Sunday 21 June 2015

Full stop, followed by capital letter

I read The Gracekeepers, and loved it. There are a couple of things in it that might ordinarily annoy me about a book, but I still loved it. It was beautifully written and the characters were so real to me, even in their strange fantasy world, that I couldn't put it down. And books like that cause the age-old problem of what to read next, because surely nothing could compare? Well, a friend recommended The Vagenda by Holly Baxter and Rhiannon Lucy Cosslett, which seemed like it would be sufficiently different for comparison to not be an issue - it's non-fiction, for starters. And I loved that as well, for entirely different reasons, but mostly because it was smart, and funny, and true. More people should read it, men and women alike.

So then, what next? Well, the podcasts I've been listening to on my way to and from work (Books on the Nightstand, Adventures with Words, both interesting and highly listenable) have been discussing the books shortlisted for the Baileys Prize (eventually won by Ali Smith) and some of them sounded vaguely readable (I have a bit of a lingering prejudice against "Booker" books, the ones awarded things by panels of literary types). Armed with the Kindle free sample option, I waded in, beginning with The Paying Guests by Sarah Waters. I expected not to like it. In fact, I expected to dislike it. I downloaded a book I really wanted to read (I Saw A Man by Owen Sheers) for when I'd read enough of the free sample to really hate it. And then, unexpectedly, I loved it. So Owen Sheers is going to have to wait a while, because Sarah Waters has put a group of flawed, interesting, contrasting characters in a house, and something is clearly going to happen between them, and I need to know what that something is!

In other news, the little tiny fox feet have reached the mythical stage of finishability.

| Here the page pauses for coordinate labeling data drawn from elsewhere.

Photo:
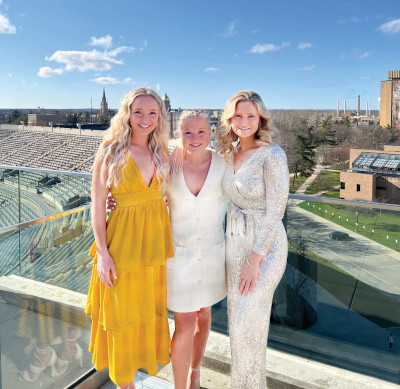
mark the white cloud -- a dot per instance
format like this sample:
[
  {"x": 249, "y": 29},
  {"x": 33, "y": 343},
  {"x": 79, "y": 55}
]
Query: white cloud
[
  {"x": 230, "y": 30},
  {"x": 304, "y": 45},
  {"x": 211, "y": 70},
  {"x": 85, "y": 60},
  {"x": 364, "y": 55},
  {"x": 308, "y": 68},
  {"x": 105, "y": 80},
  {"x": 392, "y": 27},
  {"x": 6, "y": 27},
  {"x": 261, "y": 49},
  {"x": 111, "y": 80},
  {"x": 121, "y": 49},
  {"x": 105, "y": 41},
  {"x": 49, "y": 72}
]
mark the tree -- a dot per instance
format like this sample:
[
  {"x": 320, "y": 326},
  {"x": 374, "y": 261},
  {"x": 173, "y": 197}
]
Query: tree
[{"x": 304, "y": 149}]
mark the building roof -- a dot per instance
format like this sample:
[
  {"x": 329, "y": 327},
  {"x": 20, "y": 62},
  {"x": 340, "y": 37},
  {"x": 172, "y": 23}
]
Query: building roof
[{"x": 381, "y": 163}]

Exactly when this stage occurs varies between patterns, and I think it happens in books as well - that moment when something that was pootling along quite happily suddenly becomes something that has an end. It might be an end you've been looking forward to, or one you dread, but there comes a point when it's there, visible, real. I have 4 pattern repeats left. I'll miss knitting it, but wearing it is a whole new thing to look forward to.